Au premier coup de neuf heures nous partîmes en mesure : et dans cette rue étroite, silencieuse, nos instruments résonnèrent comme dans la salle la plus sonore : les fenêtres s’ouvrirent et nous vîmes apparaître des têtes encapuchonnées de bonnets, de mouchoirs et de foulards : d’une fenêtre à l’autre on s’interpellait avec surprise.
Notre ami le vétérinaire demeurait dans une maison qui, à l’un de ses angles, avait une gracieuse tourelle : une des fenêtres de cette tourelle s’ouvrit et il se pencha pour voir qui jouait ainsi.

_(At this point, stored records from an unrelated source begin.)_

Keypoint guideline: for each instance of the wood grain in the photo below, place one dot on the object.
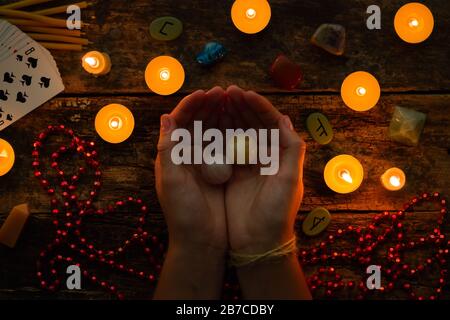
(416, 77)
(128, 167)
(121, 28)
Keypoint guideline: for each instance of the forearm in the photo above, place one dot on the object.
(276, 279)
(191, 273)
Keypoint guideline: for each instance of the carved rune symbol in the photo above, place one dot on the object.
(321, 127)
(164, 26)
(316, 222)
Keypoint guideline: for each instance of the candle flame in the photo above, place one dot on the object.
(164, 74)
(115, 123)
(250, 13)
(413, 23)
(345, 175)
(92, 61)
(395, 181)
(361, 91)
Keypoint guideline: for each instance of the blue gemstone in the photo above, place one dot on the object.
(211, 54)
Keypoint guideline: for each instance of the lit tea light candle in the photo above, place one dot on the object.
(414, 22)
(251, 16)
(360, 91)
(7, 157)
(250, 13)
(164, 75)
(96, 63)
(343, 174)
(114, 123)
(393, 179)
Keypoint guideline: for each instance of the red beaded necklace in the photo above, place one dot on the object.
(327, 282)
(69, 211)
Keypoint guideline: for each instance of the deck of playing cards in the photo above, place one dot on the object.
(29, 76)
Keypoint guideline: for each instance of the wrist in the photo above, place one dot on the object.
(263, 244)
(197, 253)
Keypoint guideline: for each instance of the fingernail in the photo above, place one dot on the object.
(288, 122)
(165, 123)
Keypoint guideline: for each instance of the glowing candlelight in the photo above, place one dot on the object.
(96, 63)
(343, 174)
(114, 123)
(414, 22)
(164, 75)
(7, 157)
(250, 13)
(251, 16)
(393, 179)
(360, 91)
(92, 61)
(346, 176)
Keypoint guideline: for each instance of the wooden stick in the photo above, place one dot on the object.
(61, 9)
(23, 4)
(34, 23)
(31, 16)
(62, 46)
(25, 22)
(58, 31)
(57, 38)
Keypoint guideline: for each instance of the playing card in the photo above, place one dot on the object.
(28, 78)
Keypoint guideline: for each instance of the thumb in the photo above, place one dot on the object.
(165, 144)
(294, 149)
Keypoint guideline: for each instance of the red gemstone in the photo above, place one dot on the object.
(285, 73)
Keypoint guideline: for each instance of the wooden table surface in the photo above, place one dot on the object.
(415, 77)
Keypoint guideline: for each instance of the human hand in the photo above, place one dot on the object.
(194, 210)
(261, 210)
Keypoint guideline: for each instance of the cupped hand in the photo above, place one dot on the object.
(194, 210)
(261, 210)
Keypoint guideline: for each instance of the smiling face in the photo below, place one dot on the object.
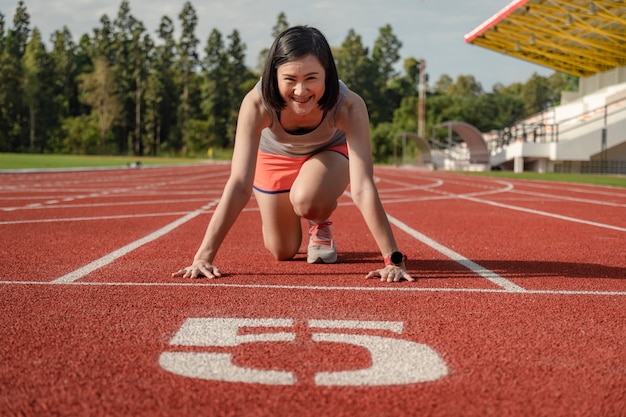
(301, 84)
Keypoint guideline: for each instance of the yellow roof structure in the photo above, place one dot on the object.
(576, 37)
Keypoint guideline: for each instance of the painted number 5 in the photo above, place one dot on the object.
(394, 361)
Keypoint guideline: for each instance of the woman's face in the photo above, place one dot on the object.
(301, 84)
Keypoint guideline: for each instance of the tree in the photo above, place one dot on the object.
(66, 69)
(358, 71)
(386, 53)
(36, 65)
(160, 95)
(187, 60)
(100, 93)
(216, 94)
(279, 27)
(13, 119)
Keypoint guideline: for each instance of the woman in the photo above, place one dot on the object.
(301, 137)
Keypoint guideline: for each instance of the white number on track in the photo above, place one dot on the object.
(394, 361)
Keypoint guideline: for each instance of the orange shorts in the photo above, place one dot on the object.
(276, 173)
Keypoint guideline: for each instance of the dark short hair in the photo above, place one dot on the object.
(293, 44)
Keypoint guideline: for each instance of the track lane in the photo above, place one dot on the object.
(535, 352)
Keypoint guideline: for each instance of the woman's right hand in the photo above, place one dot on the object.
(197, 270)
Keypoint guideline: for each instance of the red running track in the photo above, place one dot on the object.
(518, 310)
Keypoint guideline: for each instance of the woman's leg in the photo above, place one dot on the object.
(282, 228)
(322, 179)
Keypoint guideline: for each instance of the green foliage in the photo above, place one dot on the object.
(119, 91)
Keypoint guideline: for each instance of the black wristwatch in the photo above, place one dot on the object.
(396, 258)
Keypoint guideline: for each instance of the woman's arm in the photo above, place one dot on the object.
(354, 121)
(252, 119)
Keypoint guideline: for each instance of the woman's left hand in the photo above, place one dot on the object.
(391, 273)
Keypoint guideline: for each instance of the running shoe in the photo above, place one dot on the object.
(322, 249)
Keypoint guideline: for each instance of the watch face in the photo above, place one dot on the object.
(396, 258)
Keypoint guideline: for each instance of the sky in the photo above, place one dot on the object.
(432, 30)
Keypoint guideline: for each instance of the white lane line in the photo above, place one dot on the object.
(511, 188)
(107, 259)
(543, 213)
(472, 266)
(395, 288)
(95, 218)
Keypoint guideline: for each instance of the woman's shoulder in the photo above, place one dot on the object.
(253, 108)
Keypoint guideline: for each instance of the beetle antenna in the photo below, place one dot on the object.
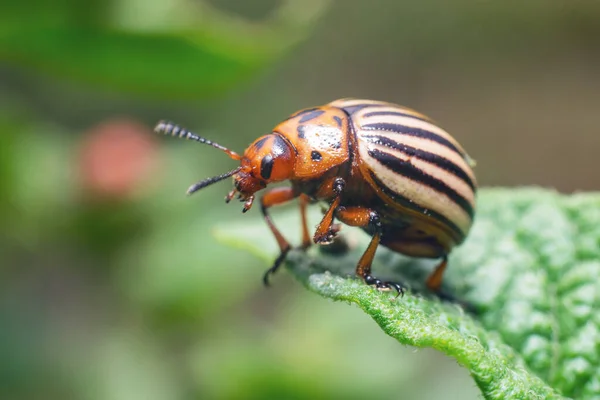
(172, 129)
(209, 181)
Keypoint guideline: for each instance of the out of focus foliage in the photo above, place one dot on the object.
(112, 286)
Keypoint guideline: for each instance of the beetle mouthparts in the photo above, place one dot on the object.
(248, 204)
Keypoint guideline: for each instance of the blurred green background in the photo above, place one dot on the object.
(112, 286)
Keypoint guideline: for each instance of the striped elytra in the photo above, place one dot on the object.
(385, 168)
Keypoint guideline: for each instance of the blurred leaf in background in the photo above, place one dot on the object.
(194, 49)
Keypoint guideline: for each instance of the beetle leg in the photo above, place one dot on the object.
(326, 230)
(304, 200)
(434, 282)
(364, 217)
(272, 198)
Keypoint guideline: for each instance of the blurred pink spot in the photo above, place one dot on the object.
(116, 159)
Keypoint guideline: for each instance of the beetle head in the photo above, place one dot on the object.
(269, 159)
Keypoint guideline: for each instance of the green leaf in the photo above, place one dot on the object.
(529, 267)
(189, 50)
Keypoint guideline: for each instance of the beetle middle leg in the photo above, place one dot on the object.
(327, 230)
(273, 197)
(364, 217)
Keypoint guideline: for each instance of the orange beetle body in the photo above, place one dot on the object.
(379, 166)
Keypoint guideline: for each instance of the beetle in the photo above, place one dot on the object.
(385, 168)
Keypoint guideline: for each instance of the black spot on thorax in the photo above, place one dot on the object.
(266, 166)
(308, 115)
(259, 145)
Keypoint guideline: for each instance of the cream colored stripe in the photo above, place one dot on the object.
(413, 123)
(421, 194)
(459, 186)
(391, 108)
(425, 145)
(349, 102)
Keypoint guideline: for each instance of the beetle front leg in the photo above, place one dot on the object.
(326, 230)
(304, 201)
(364, 217)
(273, 197)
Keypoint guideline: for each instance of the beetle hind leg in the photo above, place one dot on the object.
(434, 281)
(364, 217)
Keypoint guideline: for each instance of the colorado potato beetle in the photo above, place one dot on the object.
(379, 166)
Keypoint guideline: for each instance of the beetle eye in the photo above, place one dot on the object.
(266, 166)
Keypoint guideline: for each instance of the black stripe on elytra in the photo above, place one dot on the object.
(416, 132)
(394, 114)
(266, 166)
(310, 114)
(301, 112)
(411, 205)
(259, 145)
(432, 158)
(405, 168)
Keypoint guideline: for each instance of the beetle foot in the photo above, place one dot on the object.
(384, 285)
(327, 237)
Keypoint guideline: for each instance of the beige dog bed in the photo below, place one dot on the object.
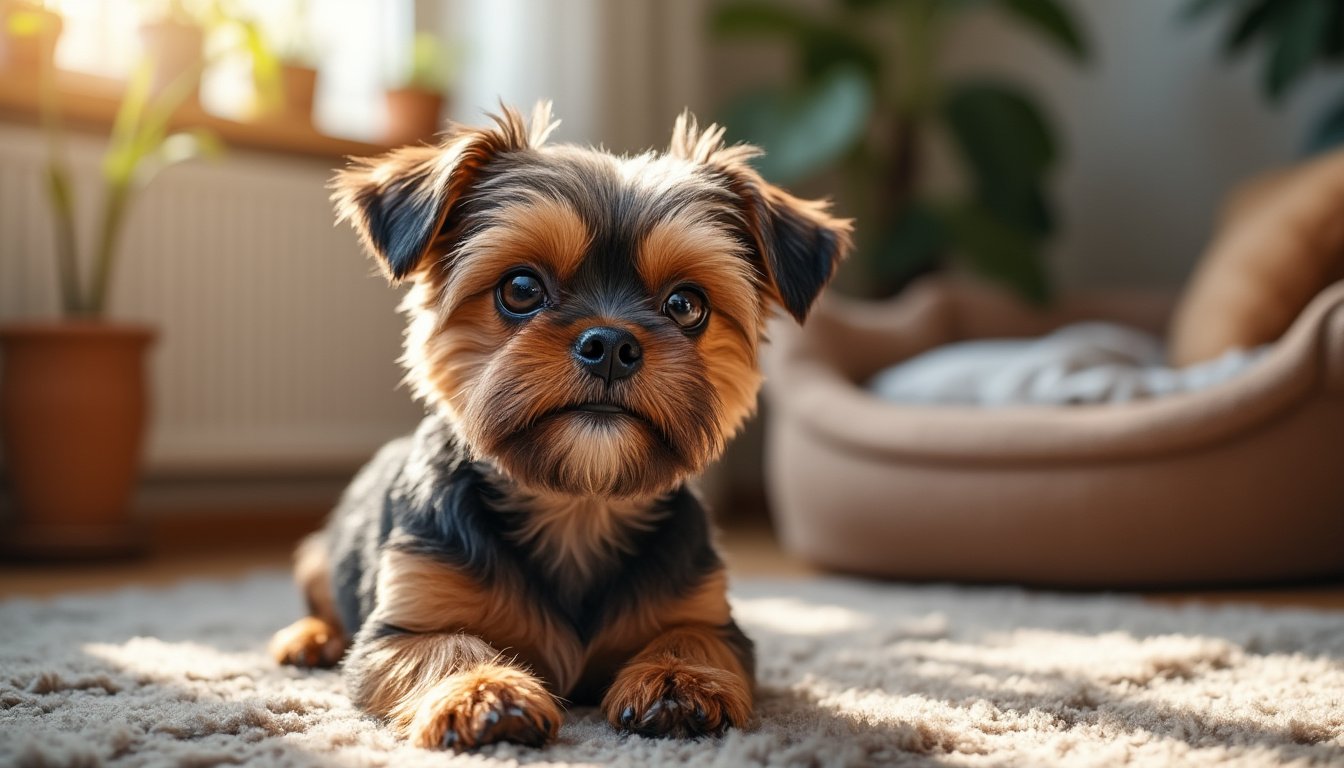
(1238, 483)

Sans doute il nous reconnut et il comprit notre intention, car de sa main il nous fit signe de nous taire :
— Je vais vous ouvrir la porte, dit-il, vous jouerez dans le jardin.
Et presque aussitôt cette porte nous fut ouverte.

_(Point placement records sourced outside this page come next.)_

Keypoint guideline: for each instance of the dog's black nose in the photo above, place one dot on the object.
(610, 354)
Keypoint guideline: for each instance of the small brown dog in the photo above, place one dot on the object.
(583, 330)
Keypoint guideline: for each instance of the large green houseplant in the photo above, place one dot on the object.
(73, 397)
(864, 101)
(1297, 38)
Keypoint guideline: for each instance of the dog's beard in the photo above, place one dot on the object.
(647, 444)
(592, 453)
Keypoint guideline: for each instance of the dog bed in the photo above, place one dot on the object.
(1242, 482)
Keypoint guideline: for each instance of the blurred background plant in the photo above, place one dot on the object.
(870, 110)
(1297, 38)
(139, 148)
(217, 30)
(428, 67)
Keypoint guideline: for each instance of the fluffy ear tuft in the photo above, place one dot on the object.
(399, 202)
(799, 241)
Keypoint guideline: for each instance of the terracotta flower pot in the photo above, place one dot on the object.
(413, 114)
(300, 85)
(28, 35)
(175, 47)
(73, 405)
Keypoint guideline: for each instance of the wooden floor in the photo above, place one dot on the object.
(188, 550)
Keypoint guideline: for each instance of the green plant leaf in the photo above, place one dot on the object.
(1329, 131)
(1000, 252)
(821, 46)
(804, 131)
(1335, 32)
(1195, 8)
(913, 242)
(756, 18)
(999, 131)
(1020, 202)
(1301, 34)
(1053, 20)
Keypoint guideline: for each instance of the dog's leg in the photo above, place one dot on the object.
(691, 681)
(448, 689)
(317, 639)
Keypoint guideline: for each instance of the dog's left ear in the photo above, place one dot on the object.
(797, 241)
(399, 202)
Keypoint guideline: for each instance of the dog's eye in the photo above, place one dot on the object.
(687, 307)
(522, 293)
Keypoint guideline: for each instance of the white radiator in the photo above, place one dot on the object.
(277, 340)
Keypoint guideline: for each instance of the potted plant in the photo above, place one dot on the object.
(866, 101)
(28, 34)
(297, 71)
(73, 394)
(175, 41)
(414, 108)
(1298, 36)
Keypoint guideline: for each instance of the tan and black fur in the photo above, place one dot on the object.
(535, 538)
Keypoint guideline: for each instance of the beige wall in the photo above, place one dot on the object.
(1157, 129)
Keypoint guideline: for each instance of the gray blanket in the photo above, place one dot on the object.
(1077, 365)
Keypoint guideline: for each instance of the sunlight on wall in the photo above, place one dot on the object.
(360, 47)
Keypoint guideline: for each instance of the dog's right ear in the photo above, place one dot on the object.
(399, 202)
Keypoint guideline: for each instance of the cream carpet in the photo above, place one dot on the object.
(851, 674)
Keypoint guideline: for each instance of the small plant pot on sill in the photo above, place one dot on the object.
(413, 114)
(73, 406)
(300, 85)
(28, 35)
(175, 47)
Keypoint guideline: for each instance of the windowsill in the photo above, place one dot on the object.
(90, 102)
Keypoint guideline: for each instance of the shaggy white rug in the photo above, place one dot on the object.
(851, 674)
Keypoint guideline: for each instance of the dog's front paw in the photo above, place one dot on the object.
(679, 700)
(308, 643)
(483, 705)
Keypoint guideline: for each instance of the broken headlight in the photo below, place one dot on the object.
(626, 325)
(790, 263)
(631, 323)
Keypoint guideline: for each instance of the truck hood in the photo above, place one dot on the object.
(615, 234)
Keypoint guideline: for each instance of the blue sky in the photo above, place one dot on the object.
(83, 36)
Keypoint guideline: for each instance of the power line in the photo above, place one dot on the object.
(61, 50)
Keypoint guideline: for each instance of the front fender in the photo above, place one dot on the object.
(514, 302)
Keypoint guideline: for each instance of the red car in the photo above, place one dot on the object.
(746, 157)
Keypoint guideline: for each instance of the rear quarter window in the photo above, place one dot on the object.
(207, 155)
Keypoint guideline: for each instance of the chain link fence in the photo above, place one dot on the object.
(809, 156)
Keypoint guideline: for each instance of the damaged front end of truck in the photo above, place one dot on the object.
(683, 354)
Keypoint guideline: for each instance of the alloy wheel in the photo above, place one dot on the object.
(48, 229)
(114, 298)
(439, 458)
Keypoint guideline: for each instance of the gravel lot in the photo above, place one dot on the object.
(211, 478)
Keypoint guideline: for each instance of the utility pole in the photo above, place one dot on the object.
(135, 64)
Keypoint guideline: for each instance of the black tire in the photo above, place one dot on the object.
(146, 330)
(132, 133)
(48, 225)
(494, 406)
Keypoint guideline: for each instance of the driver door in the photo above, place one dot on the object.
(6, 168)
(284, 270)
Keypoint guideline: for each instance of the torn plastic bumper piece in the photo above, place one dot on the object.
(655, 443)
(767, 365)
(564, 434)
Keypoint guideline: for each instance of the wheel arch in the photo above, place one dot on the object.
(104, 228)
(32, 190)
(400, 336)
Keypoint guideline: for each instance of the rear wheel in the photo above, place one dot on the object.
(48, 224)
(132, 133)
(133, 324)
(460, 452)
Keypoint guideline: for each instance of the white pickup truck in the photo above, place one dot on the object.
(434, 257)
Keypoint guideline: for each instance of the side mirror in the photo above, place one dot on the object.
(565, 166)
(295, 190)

— Vous êtes de braves garçons, dit-il en nous donnant à chacun une bonne poignée de main, mais vous êtes aussi des étourdis ; vous n’avez donc point pensé que le sergent de ville pouvait vous arrêter pour tapage nocturne sur la voie publique !

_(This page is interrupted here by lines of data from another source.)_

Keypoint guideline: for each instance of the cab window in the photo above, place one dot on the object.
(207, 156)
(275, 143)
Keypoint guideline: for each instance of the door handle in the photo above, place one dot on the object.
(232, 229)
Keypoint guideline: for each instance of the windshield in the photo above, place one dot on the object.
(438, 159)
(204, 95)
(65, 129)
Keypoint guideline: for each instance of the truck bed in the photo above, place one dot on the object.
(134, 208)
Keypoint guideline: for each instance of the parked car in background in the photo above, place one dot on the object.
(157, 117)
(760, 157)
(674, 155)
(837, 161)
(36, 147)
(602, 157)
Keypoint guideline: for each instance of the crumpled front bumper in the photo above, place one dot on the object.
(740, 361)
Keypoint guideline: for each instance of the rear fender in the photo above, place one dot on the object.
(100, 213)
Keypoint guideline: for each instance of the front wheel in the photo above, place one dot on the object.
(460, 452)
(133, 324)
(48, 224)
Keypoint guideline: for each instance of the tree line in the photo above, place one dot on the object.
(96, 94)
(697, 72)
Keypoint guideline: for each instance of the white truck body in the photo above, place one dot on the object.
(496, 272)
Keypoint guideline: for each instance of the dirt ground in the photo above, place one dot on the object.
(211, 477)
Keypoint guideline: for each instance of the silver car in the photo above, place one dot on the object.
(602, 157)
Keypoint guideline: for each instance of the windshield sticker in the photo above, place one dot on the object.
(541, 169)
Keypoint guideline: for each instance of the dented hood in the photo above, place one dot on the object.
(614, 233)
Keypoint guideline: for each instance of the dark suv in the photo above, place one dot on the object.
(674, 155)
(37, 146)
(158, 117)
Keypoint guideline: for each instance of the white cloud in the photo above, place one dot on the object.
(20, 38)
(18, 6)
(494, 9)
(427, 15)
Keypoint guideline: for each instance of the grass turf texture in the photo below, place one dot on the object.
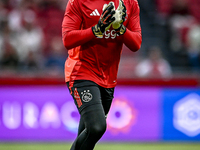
(102, 146)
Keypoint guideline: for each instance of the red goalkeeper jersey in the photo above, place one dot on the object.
(91, 58)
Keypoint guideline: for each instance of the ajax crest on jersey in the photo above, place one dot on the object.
(86, 96)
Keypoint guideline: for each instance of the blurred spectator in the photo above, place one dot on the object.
(180, 20)
(8, 42)
(154, 65)
(30, 39)
(50, 17)
(9, 58)
(193, 37)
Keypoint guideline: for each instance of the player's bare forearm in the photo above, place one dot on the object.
(132, 40)
(76, 38)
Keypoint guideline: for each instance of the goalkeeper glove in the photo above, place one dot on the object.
(120, 15)
(105, 20)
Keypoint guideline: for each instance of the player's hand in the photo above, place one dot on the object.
(120, 15)
(105, 20)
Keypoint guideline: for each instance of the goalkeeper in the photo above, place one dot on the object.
(93, 32)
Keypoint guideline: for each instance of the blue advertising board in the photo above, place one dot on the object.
(181, 114)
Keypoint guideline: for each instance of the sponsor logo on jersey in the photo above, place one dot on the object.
(95, 13)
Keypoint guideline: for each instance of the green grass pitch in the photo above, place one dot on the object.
(102, 146)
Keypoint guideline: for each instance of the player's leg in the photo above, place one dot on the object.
(87, 98)
(107, 95)
(95, 127)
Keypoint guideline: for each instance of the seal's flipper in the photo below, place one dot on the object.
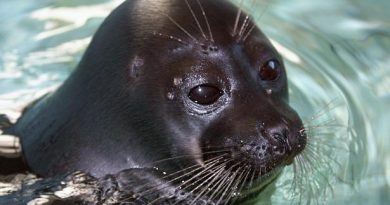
(5, 122)
(11, 160)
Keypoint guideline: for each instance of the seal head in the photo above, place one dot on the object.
(192, 88)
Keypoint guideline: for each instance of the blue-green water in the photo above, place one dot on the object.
(337, 54)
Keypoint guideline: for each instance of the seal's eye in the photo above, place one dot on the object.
(205, 94)
(270, 71)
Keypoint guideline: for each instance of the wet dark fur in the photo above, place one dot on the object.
(127, 106)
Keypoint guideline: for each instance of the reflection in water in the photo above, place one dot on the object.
(337, 57)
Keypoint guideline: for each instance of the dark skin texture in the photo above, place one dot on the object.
(138, 97)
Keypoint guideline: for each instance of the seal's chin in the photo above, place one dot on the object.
(261, 182)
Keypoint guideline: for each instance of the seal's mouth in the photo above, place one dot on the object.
(220, 180)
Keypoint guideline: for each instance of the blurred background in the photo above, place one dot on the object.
(337, 55)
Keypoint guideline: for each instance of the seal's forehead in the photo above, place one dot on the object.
(204, 20)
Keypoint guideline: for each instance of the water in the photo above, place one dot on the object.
(337, 54)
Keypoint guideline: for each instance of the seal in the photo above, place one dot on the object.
(189, 88)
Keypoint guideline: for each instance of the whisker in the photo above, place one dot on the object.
(196, 20)
(206, 20)
(214, 178)
(222, 182)
(254, 22)
(181, 28)
(211, 163)
(228, 186)
(170, 37)
(243, 26)
(242, 181)
(186, 156)
(237, 19)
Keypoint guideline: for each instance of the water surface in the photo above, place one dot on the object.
(337, 54)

Notre concert recommença dans le jardin qui n’était pas bien grand, mais très-coquet avec un berceau couvert de plantes grimpantes.
Comme le vétérinaire était marié et qu’il avait plusieurs enfants, nous eûmes bientôt un public autour de nous ; on alluma des chandelles sous le berceau et nous jouâmes jusqu’après dix heures ; quand un morceau était fini, on nous applaudissait, et on nous en demandait un autre.
Si le vétérinaire ne nous avait pas mis à la porte, je crois bien, que sur la demande des enfants, nous aurions joué une bonne partie de la nuit.
— Laissez-les aller au lit, dit-il, il faut qu’ils soient ici demain matin à sept heures.
Mais il ne nous laissa pas aller sans nous offrir une collation qui nous fut très-agréable ; alors, pour remerciements, Capi joua quelques-uns de ses tours les plus drôles, ce qui fit la joie des enfants ; il était près de minuit quand nous partîmes.
La ville d’Ussel si tranquille le soir était le lendemain matin pleine de tapage et de mouvement ; avant le lever du jour nous avions entendu dans notre chambre un bruit incessant de charrettes roulant sur le pavé et se mêlant aux hennissements des chevaux, aux meuglements des vaches, aux bêlements des moutons, aux cris des paysans qui arrivaient pour la foire.
Quand nous descendîmes, la cour de notre auberge était déjà encombrée de charrettes enchevêtrées les unes dans les autres, et des voitures qui arrivaient descendaient des paysans endimanchés qui prenaient leurs femmes dans leurs bras pour les mettre à terre ; alors tout le monde se secouait, les femmes défripaient leurs jupes.
Dans la rue tout un flot mouvant se dirigeait vers le champ de foire ; comme il n’était encore que six heures, nous eûmes envie d’aller passer en revue les vaches qui étaient déjà arrivées et de faire notre choix à l’avance.